No grande esquema da sociedade atual, um automóvel é provavelmente o segundo maior investimento financeiro que se faz ao longo da vida. O primeiro é, inevitavelmente, na habitação. A menos que se junte dinheiro para comprar um Lamborghini ou um Ferrari e se decida viver num T1 na Amadora, numa inversão de prioridades tradicionais. Por isso, sendo um investimento até certo ponto avultado, o modo como se estima o automóvel diz muito sobre uma pessoa (mesmo que não seja definidor).
Há uns anos, com o meu carro na oficina, necessitado de uma boleia e sem vontade de despender euros num táxi (nem se imaginava ainda o termo Uber e smartphone era sinónimo de chamadas, mensagens MMS, ecrã a cores e pouco mais), colei-me a um amigo que, por acaso, ia de carro para um local perto daquele para o qual precisava de me deslocar.

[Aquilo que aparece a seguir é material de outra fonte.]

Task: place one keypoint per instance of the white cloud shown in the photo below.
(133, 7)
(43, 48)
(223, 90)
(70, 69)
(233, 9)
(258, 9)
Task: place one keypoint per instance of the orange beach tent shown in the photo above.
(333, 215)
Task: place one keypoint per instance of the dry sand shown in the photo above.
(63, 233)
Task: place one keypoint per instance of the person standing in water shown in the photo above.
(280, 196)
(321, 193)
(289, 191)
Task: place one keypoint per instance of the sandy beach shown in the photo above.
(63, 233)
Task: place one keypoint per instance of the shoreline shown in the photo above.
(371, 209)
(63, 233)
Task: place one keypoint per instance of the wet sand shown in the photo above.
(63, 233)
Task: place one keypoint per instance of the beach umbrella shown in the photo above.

O carro em questão para a boleia era-me irrelevante, mas ao abrir a porta encontrei diversos ‘tesouros’ estranhos que me fizeram repensar a ideia de ir ‘à pendura’: um pacote de batatas fritas no banco do passageiro com algumas delas espalhadas pelo assento, um amontoado de revistas enroladas no banco de trás e aquilo que me pareceram migalhas de pão ou de bolachas no chão. Muitas mesmo. Entrei, limpando o possível do banco, enquanto o meu amigo, já instalado ao volante, desculpava-se pela “desarrumação”.

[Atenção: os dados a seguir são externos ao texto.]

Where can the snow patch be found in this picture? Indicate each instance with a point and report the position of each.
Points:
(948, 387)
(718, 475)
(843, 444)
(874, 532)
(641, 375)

Usualmente, o carro reflete de alguma maneira a forma como a pessoa se relaciona com os seus pertences. E com os dos outros. Não se pede a ninguém que seja ultra-zeloso com o carro, mas tentar não dar os chamados ‘beijinhos’ ou encostos de portas nos carros dos outros é uma questão de civismo. Afinal, há lá coisa pior para um tipo dos automóveis do que chegar ao mesmo e ver a porta com um vinco porque o vizinho do lado se distraiu?
No meu caso, confesso, tenho um problema. Sou dos que são ultra-zelosos, quer com o carro próprio, quer com os de parque de imprensa que são cedidos para ensaios. E isso consegue levar à exasperação o mais paciente dos ‘penduras’. Por exemplo, carros com cadeirinhas de bebé são como alho para um vampiro: são de evitar. Aquela porta precisa de abrir e muito… Partilhando histórias, um dos vincos numa das portas do meu carro veio daí.
É este o tormento…
Sempre que passo por mais um daqueles lugares apertados entre carros, no qual finjo não reparar só porque há o risco de alguém lhe dar uma ‘portada’, recordo a voz de António Variações ao cantar “do que gostas já está preenchido”. E muitas vezes está. O artista não falava, certamente, de estacionamento urbano, mas gosto de pensar que sim. De forma que segue mais uma voltinha para encontrar um lugar que será certamente melhor do que aquele.
Quiçá, naquele que será o Santo Graal dos lugares, entre postes ou bem encostado à parede. Às vezes, não aparece e somos deixados a lamentar o desperdício que foi aquele primeiro lugar que, se calhar, até nem era assim tão mau. Sei que os aficionados por carros sentem o mesmo que eu e que, no fundo, se reconhecem na busca incessante pelo lugar mágico, mesmo sabendo que é um pouco como encontrar o bilhete mágico para visitar a fábrica de chocolate do Tio Charlie. Na maior parte das vezes não aparece. Muitas vezes, nos parques de estacionamento, andamos à roda, enquanto um qualquer transeunte franze o sobrolho, em inquietação – “Mas o que andará aquela alma tonta (ou inserir um qualquer outro insulto) a fazer, que já passou por aqui três vezes”.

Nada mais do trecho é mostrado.